Question

Calculate the electric current in the given circuit when i) key K is open ii) key K is closed

Answer 1

Answer:

(i) 0A

(ii) 1A

Explanation:

(i) when the key is open, electricity will not pass. Therefore, current =0A.

(ii) when key is closed,

total resistance= R =6 ohm

V=iR => 6= i 6 => I=1A.

Pls mark me as the Brainliest!! ;)

Answer 2

Answer:

i) 0.5 A

ii) 1 A

Explanation;

Taking a look at the diagram, we can see that the resistors are connected in a parallel combination. [ Two 6 ohm resistors in parallel with the other two ].

Now, we can also see that the key is only connected to the top branch of the combination.

Case 1: Key is open

If we leave the key open, current would still flow in the circuit. This is because, it takes the second branch which is below since the top branch forms an incomplete circuit.

Therefore calculating net resistance in the second branch, it comes out to be 12 ohm [ 6 + 6 ].
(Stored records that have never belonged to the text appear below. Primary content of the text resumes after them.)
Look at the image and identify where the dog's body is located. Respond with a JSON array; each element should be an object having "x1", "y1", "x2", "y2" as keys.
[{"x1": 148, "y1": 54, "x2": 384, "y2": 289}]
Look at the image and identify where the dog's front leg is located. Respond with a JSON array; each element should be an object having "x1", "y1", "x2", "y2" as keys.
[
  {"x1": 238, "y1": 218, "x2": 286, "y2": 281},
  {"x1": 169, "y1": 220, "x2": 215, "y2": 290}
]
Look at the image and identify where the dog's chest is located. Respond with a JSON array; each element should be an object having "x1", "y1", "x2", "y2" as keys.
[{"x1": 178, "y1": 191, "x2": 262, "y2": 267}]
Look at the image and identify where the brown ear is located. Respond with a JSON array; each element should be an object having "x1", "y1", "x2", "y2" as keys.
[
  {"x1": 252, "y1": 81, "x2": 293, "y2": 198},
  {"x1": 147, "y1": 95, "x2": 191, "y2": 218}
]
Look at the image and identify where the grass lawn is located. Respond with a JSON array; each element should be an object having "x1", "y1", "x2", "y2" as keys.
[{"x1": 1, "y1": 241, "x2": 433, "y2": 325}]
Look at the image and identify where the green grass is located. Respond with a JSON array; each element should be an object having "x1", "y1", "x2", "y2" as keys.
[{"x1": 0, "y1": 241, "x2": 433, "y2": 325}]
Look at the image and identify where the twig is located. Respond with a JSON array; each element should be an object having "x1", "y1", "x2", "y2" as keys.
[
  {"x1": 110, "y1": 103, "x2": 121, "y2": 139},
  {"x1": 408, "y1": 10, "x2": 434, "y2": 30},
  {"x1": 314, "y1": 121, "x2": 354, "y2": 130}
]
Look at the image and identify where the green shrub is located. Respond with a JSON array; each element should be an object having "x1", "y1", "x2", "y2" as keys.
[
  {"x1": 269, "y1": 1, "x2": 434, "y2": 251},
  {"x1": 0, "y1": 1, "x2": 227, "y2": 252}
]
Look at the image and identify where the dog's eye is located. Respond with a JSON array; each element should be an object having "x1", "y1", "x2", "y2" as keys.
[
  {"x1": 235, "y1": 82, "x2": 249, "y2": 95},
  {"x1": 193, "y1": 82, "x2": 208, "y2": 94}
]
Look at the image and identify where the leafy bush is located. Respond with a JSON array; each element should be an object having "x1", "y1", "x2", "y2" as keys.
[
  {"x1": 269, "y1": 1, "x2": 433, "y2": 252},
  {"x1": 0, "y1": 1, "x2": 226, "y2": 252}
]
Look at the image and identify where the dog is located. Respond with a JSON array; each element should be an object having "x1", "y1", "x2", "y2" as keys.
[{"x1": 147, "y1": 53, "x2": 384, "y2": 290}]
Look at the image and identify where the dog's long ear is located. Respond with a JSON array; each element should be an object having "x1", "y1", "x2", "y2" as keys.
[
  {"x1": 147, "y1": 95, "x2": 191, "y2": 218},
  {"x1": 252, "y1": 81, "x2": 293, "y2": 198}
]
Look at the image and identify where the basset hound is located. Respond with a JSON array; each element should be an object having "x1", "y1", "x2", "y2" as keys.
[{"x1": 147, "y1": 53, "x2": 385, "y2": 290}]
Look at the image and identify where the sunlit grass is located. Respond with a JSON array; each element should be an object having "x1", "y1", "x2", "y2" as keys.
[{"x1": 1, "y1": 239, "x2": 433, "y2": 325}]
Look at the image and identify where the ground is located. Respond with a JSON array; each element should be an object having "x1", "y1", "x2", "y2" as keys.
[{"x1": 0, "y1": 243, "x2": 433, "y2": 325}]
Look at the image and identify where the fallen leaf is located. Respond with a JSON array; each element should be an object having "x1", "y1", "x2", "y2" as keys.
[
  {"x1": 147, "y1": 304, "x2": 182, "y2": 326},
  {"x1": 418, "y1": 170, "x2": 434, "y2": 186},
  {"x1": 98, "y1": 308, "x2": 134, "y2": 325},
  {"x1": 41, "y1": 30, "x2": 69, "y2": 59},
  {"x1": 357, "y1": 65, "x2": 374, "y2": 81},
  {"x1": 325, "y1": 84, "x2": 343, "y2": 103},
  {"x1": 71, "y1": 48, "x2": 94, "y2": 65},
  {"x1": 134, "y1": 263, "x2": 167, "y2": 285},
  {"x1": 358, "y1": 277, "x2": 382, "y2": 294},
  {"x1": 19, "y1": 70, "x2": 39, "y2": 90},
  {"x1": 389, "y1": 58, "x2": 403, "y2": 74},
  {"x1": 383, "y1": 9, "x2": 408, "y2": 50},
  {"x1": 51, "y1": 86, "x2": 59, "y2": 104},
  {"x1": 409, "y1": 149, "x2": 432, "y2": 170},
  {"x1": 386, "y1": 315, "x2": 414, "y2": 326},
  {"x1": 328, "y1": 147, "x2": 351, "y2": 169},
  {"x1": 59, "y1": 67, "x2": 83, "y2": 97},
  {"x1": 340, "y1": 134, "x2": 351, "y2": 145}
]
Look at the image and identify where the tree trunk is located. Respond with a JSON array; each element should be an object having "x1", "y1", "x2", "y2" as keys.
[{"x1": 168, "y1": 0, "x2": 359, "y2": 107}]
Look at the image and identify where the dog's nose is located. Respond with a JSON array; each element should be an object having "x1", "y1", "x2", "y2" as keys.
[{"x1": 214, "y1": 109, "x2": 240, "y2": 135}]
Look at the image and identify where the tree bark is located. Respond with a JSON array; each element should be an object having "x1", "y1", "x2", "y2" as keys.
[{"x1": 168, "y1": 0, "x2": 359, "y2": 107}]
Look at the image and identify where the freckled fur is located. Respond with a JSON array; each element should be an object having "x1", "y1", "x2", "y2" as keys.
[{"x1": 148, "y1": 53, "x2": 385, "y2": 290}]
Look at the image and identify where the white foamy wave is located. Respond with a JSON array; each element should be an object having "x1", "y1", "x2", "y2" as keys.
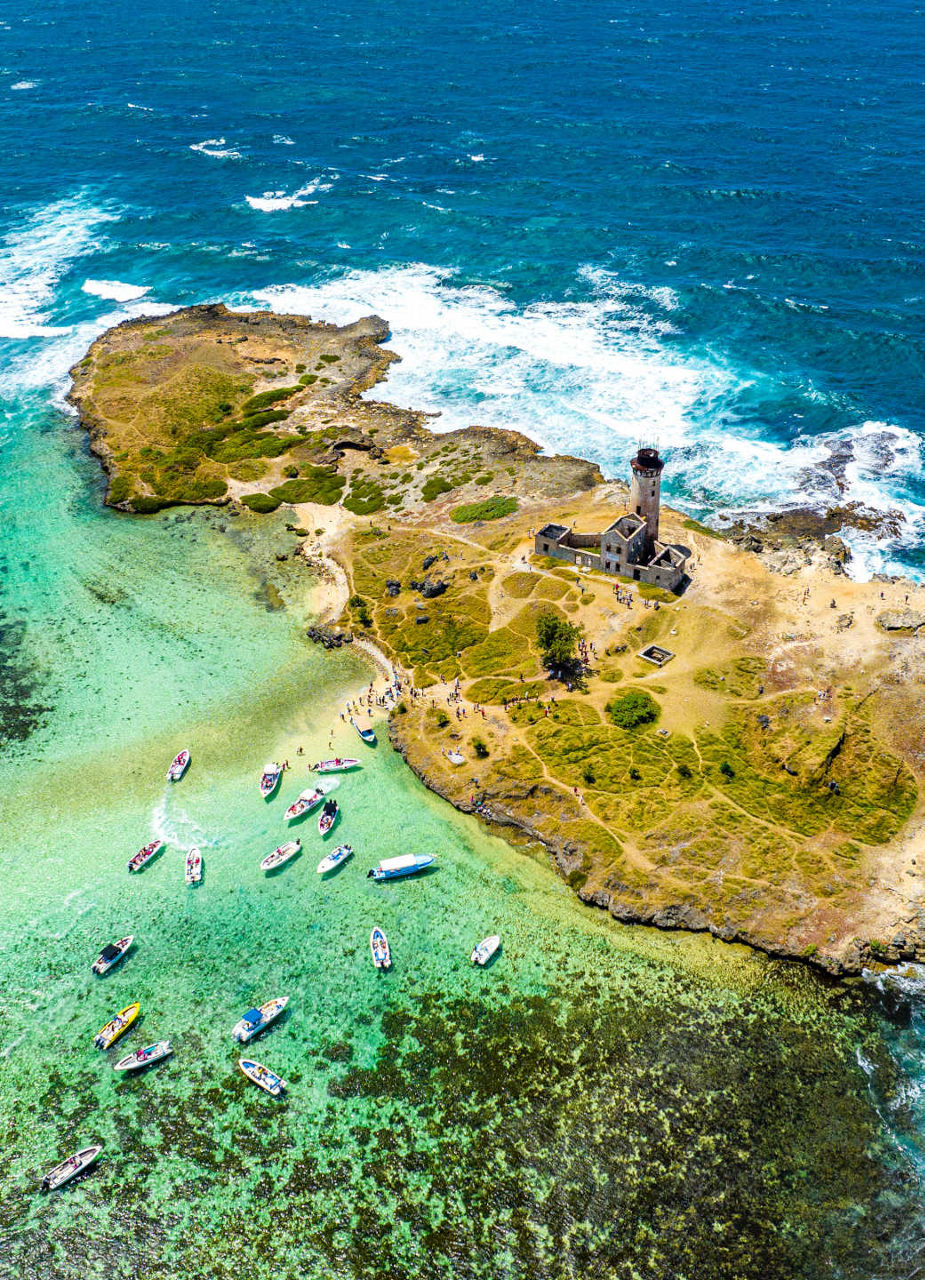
[
  {"x1": 273, "y1": 134, "x2": 295, "y2": 145},
  {"x1": 245, "y1": 177, "x2": 334, "y2": 211},
  {"x1": 81, "y1": 278, "x2": 151, "y2": 302},
  {"x1": 127, "y1": 101, "x2": 153, "y2": 112},
  {"x1": 190, "y1": 136, "x2": 242, "y2": 159},
  {"x1": 0, "y1": 194, "x2": 118, "y2": 339},
  {"x1": 11, "y1": 80, "x2": 36, "y2": 91}
]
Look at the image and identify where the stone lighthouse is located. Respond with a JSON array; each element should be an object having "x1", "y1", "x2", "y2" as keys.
[{"x1": 629, "y1": 445, "x2": 664, "y2": 553}]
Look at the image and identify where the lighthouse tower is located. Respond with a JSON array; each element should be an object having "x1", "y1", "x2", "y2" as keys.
[{"x1": 629, "y1": 445, "x2": 664, "y2": 553}]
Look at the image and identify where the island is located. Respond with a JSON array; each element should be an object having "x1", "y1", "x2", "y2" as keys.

Applying Ohm's law, we get:

→ I = V / R

→ I = 6 / 12 = 0.5 A

Hence 0.5 A of current flows when the key is open.

Case 2: Key is closed

Now we see that the circuit is a simple combination of resistors in parallel and series. Calculating the net resistance we get:

$\dfrac{1}{R} = \dfrac{1}{6+6} + \dfrac{1}{6+6}\\\\\dfrac{1}{R} = \dfrac{1}{12} + \dfrac{1}{12}\\\\\dfrac{1}{R} = \dfrac{2}{12} = \dfrac{1}{6}\\\\\implies R = 6 \:\Omega$

Now applying Ohm's Law we get:

→ I = V / R

→ I = 6 V / 6 Ω

→ I = 1 A

Hence 1 A of current flows when the key is closed.